Dealing Disclosure Requirements:

Under the provisions of Rule 8.3 of the Takeover Code, if any person is, or becomes, “interested” (directly or indirectly) in one per cent. or more of any class of “relevant securities” of Corus, all “dealings” in any “relevant securities” of that company (including by means of an option in respect of, or a derivative referenced to, any such “relevant securities”) must be publicly disclosed by no later than 3.30 p.m. (London time) on the London business day following the date of the relevant transaction. This requirement will continue until the date on which the Scheme becomes effective, lapses or is otherwise withdrawn or on which the “offer period” otherwise ends. If two or more persons act together pursuant to an agreement or understanding, whether formal or informal, to acquire an “interest” in “relevant securities” of Corus, they will be deemed to be a single person for the purpose of Rule 8.3.

Under the provisions of Rule 8.1 of the Takeover Code, all “dealings” in “relevant securities” of Corus by Tata Steel Limited, Tata Steel UK Limited, Companhia Siderurgica Nacional, CSN Acquisitions Limited or Corus, or by any of their respective “associates”, must be disclosed by no later than 12.00 noon (London time) on the London business day following the date of the relevant transaction.

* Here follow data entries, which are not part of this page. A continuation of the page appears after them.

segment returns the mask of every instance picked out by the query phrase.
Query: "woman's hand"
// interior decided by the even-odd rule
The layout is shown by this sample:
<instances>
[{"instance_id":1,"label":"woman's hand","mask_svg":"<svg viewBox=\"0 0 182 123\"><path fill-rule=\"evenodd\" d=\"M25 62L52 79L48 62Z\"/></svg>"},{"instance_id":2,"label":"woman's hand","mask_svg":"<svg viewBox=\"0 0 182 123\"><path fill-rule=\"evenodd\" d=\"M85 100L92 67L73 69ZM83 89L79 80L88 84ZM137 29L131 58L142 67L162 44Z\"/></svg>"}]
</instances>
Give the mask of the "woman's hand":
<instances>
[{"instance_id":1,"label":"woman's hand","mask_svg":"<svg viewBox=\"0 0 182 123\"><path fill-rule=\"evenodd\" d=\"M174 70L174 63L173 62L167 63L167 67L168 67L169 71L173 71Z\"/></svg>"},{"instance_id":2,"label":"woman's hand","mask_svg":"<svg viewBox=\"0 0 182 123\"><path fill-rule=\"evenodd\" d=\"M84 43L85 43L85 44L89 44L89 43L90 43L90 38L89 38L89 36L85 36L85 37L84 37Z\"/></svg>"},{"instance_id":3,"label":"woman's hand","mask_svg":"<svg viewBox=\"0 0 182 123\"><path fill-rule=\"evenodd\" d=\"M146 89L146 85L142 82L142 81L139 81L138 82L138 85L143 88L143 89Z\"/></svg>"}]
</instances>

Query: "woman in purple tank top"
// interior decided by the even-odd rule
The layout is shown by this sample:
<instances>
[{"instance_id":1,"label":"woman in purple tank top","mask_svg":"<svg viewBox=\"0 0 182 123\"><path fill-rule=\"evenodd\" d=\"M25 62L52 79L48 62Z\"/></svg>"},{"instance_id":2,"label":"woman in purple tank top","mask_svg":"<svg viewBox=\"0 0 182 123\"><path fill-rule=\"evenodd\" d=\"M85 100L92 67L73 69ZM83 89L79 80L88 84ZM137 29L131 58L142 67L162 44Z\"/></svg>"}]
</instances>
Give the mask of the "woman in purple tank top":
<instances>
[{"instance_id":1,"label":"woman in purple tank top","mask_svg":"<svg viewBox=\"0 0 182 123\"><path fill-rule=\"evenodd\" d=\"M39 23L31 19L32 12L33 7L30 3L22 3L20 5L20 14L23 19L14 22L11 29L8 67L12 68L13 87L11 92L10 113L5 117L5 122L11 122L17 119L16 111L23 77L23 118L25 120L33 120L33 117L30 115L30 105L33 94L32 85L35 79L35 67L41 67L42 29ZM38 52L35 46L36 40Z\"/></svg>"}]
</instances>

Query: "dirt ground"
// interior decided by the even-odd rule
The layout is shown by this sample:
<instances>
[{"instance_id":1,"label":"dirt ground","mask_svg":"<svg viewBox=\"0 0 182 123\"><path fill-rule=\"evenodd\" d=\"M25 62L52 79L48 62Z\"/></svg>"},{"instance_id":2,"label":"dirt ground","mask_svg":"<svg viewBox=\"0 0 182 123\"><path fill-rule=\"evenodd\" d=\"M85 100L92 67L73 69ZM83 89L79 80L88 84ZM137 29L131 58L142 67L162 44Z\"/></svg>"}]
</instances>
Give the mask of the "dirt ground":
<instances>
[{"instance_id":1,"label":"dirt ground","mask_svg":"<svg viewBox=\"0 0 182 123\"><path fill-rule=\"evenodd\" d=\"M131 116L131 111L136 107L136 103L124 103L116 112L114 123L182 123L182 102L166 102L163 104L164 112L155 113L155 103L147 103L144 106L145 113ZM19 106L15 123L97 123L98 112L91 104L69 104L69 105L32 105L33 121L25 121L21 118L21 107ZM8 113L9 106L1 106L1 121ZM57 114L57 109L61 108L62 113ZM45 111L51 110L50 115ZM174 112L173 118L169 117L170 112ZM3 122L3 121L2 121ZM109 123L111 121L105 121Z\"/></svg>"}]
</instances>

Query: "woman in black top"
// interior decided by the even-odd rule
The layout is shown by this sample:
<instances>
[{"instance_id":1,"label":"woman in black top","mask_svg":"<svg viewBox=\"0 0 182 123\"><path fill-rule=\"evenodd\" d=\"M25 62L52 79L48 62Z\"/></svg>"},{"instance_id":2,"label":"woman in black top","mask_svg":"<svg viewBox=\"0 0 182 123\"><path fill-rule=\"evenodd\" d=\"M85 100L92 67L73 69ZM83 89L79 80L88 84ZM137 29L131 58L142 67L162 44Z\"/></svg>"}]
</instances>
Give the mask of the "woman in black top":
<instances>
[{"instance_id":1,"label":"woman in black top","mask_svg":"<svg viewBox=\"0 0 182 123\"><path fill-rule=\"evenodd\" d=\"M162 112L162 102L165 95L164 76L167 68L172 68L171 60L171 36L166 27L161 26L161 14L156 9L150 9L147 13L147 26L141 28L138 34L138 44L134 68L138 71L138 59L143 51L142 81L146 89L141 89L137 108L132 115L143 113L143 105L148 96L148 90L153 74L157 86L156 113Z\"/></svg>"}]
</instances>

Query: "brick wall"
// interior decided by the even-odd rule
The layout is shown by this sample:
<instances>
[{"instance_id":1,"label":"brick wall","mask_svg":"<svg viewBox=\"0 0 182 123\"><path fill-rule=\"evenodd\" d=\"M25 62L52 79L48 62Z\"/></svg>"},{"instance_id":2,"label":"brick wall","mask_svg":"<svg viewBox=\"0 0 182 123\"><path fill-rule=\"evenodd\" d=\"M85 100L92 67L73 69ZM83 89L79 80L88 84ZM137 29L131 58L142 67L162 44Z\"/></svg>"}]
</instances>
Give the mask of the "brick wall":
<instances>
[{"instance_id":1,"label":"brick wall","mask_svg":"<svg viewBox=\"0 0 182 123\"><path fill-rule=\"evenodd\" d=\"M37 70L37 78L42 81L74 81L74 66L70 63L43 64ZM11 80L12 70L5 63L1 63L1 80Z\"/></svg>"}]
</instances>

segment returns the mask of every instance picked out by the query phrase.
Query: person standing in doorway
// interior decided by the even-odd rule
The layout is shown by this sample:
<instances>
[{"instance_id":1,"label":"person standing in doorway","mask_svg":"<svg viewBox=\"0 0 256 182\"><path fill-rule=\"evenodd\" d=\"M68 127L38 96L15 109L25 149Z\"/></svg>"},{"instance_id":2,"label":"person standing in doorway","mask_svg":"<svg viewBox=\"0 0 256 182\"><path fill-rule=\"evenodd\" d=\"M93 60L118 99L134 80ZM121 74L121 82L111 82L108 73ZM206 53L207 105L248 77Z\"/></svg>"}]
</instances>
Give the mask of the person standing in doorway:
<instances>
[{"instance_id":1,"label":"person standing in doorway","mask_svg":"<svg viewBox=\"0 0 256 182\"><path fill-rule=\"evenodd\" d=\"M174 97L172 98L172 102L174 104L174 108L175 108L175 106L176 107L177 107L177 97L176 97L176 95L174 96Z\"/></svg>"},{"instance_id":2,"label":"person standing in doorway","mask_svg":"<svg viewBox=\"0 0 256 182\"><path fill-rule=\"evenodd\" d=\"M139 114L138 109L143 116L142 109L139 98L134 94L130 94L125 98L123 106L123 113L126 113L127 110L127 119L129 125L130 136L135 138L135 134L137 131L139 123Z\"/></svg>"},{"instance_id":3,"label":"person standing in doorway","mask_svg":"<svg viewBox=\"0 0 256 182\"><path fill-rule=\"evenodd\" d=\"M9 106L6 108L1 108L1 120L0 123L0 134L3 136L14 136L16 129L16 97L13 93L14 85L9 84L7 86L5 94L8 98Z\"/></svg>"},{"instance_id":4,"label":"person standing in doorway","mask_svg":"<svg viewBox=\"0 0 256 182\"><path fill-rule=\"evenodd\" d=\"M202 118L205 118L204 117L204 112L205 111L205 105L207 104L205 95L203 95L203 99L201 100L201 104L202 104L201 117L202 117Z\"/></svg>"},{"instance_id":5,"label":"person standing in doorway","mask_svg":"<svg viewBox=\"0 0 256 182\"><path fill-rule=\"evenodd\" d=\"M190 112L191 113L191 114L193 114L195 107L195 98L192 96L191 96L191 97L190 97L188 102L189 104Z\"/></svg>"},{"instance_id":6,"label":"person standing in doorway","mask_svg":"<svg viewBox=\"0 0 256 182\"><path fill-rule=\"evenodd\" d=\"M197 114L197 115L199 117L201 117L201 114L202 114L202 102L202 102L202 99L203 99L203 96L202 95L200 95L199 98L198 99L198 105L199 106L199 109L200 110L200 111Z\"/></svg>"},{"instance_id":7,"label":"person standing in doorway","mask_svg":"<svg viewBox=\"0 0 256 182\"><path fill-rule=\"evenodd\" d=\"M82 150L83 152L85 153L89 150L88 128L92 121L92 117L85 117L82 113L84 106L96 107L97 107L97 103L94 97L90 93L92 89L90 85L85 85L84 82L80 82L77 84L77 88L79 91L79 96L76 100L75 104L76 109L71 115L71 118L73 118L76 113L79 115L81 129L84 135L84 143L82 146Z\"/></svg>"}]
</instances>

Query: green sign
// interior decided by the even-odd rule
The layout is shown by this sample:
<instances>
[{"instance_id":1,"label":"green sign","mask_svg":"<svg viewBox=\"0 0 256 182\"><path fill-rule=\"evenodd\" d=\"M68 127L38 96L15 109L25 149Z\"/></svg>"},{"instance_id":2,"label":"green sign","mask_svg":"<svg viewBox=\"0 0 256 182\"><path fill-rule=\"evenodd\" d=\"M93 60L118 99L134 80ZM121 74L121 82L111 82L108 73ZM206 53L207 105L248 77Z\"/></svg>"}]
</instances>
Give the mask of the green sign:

A disclosure table, giving details of the companies in whose “relevant securities” “dealings” should be disclosed, and the number of such securities in issue, can be found on the Takeover Panel’s website at www.thetakeoverpanel.org.uk.

“Interests in securities” arise, in summary, when a person has long economic exposure, whether conditional or absolute, to changes in the price of securities. In particular, a person will be treated as having an “interest” by virtue of the ownership or control of securities, or by virtue of any option in respect of, or derivative referenced to, securities.

Terms in quotation marks are defined in the Takeover Code, which can also be found on the Panel’s website. If you are in any doubt as to whether or not you are required to disclose a “dealing” under Rule 8 you should consult the Panel.